100 loops, best of 3: 166 ms per loop


In [7]:
%timeit -n 100 xgb.fit(x_train,y_train)

100 loops, best of 3: 26.7 ms per loop


In [8]:
%timeit -n 100 lgbm.fit(x_train,y_train)

100 loops, best of 3: 29.6 ms per loop


### XGB completes in about 1/5th the time of Random Forest.
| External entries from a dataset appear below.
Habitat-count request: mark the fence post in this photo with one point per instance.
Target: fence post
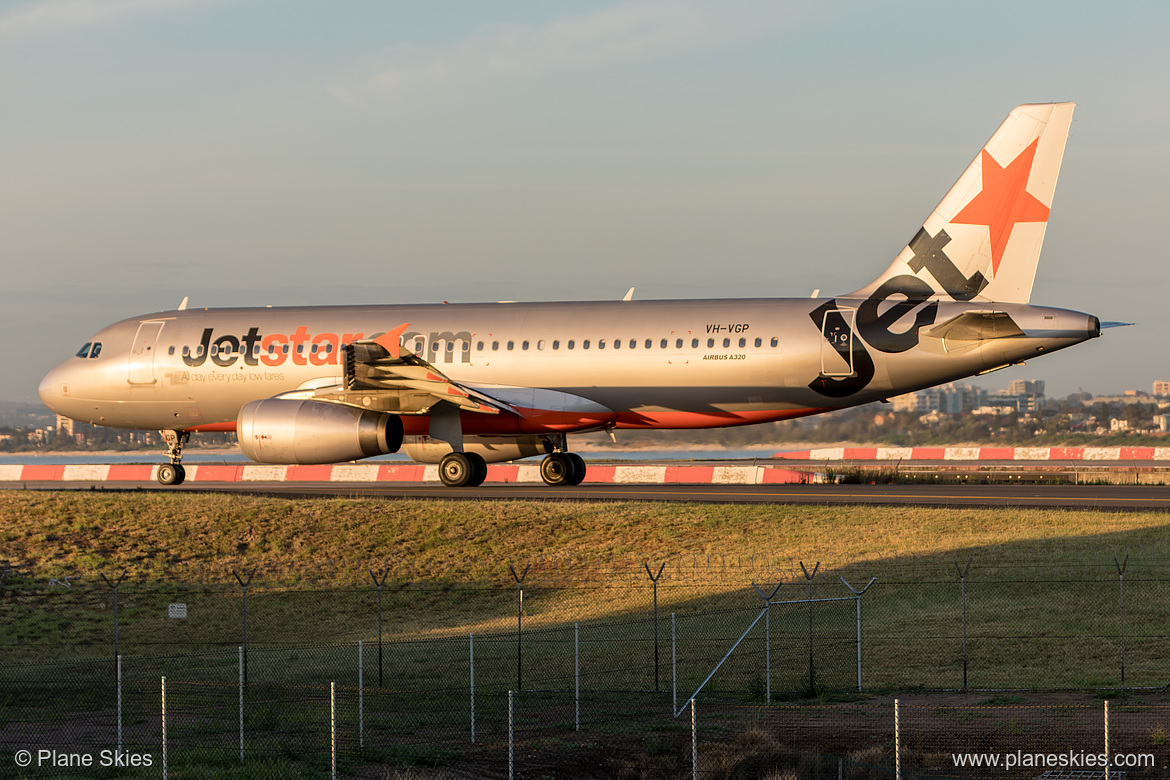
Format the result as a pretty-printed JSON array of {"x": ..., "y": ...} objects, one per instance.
[
  {"x": 241, "y": 704},
  {"x": 674, "y": 665},
  {"x": 812, "y": 672},
  {"x": 332, "y": 726},
  {"x": 379, "y": 584},
  {"x": 164, "y": 727},
  {"x": 857, "y": 595},
  {"x": 694, "y": 741},
  {"x": 360, "y": 701},
  {"x": 1121, "y": 577},
  {"x": 243, "y": 584},
  {"x": 119, "y": 705},
  {"x": 1107, "y": 757},
  {"x": 470, "y": 639},
  {"x": 897, "y": 743},
  {"x": 768, "y": 639},
  {"x": 115, "y": 585},
  {"x": 577, "y": 674},
  {"x": 654, "y": 579},
  {"x": 520, "y": 621},
  {"x": 962, "y": 579}
]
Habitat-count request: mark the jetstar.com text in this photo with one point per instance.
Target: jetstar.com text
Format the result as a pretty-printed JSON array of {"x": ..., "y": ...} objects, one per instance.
[{"x": 1066, "y": 760}]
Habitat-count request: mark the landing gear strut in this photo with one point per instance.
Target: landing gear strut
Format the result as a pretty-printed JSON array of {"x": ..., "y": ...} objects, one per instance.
[
  {"x": 173, "y": 474},
  {"x": 462, "y": 470}
]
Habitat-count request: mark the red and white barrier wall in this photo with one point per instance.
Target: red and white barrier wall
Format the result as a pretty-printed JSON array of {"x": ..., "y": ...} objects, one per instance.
[
  {"x": 503, "y": 473},
  {"x": 981, "y": 454}
]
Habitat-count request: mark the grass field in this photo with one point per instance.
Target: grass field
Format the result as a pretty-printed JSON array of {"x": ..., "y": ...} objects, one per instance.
[{"x": 1043, "y": 589}]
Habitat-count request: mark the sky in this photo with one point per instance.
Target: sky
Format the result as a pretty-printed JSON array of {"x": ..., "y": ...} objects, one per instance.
[{"x": 250, "y": 152}]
LGBM does almost as well.

# Accuracy

In [9]:
print(f"Random Forest accuracy:{accuracy_score(y_test, ran.predict(x_test))}")
print(f"Normal Gradient Boosting accuracy:{accuracy_score(y_test, gbc.predict(x_test))}")
print(f"XGB accuracy:{accuracy_score(y_test, xgb.predict(x_test))}")
print(f"LGBM accuracy:{accuracy_score(y_test, lgbm.predict(x_test))}")

Random Forest accuracy:0.9555555555555556
Normal Gradient Boosting accuracy:0.9555555555555556
XGB accuracy:0.9555555555555556
LGBM accuracy:0.9555555555555556


I found random_state to have huge impact on the models. Using 310, they seem to all do about the same. Random Forest did have slightly better performance when using lower random_states. All models seem to have ballpark same accuracy scores.